Queens Park Rangers supporters have been pretty quiet in recent times after seeing their team suffer a seventh Championship defeat of the season at the weekend.
Steve McClaren’s men went into their meeting with Blackburn Rovers at Ewood Park having won four and drawn the other of their five league games in October, a run of form which moved them to the cusps of the play-off places.
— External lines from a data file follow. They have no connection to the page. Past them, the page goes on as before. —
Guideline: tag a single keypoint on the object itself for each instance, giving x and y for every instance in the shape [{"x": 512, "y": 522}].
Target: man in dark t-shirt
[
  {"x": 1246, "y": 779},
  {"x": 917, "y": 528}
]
Yet the Hoops slipped to 11th at the weekend as a late Bradley Dack penalty sealed a 1-0 success for Tony Mowbray’s Rovers, thus bringing to an end QPR’s impressive unbeaten run.
Thus, there have been many disappointed Hoops fans up and down the country in recent times, although several are hoping that their side will continue to improve as the season wears on after being reasonably active late on in the summer transfer window.
In fact, the club’s hierarchy were praised for securing late deals for Tomer Hemed and Nakhi Wells, yet the same cannot be said for the deal they struck with Southampton back in January 2016 for striker Charlie Austin.
Yes, the Hoops may well have made a £490,000 profit on the 29-year-old, having sold him for £4.68 million (as per Transfermarkt) a few years after signing him for £4.19 million (as per Transfermarkt), but given just how prolific he was for the club, and thus how much of an asset he was always likely to be for Southampton, QPR should have got so much more for the forward.
Ultimately, Austin made the move to Loftus Road back in the summer of 2013 after impressing at fellow second tier side Burnley, with his first season at QPR paving the way for the success that followed given he scored 17 goals in just 31 Championship games to help them win promotion to the Premier League.
And while they went down the season after, the 29-year-old was arguably the only bright spark in an otherwise miserable campaign, with the striker bagging a mightily impressive 18 goals in just 35 Premier League games for the Hoops – they would have been relegated a lot sooner were it not for the Englishman’s exploits.
Yet Austin surprisingly remained at Loftus Road that summer and set about helping QPR return to the top-flight, netting ten times in just 16 Championship games before Southampton came in and convinced him of a return to the Premier League.
Yes, it was always likely, as soon as the Hoops were relegated, that the club would struggle to keep hold of the 29-year-old, but to not even make a £500,000 profit on his services must have come as disappointment to the club – they could have got so much more despite their glaring need for funds.
And when one sees how influential Austin has been for much of his time at Southampton, it’s plainly obvious that they needed a player of his ilk up top – QPR eked everything out of Austin on the field, but they arguably didn’t off the field when selling him back in 2016.
As such, while they did at least make a profit on the striker, and certainly got their money’s worth out of him, there will surely be frustrations among fans that they didn’t get more for the 29-year-old when he left little over three years ago.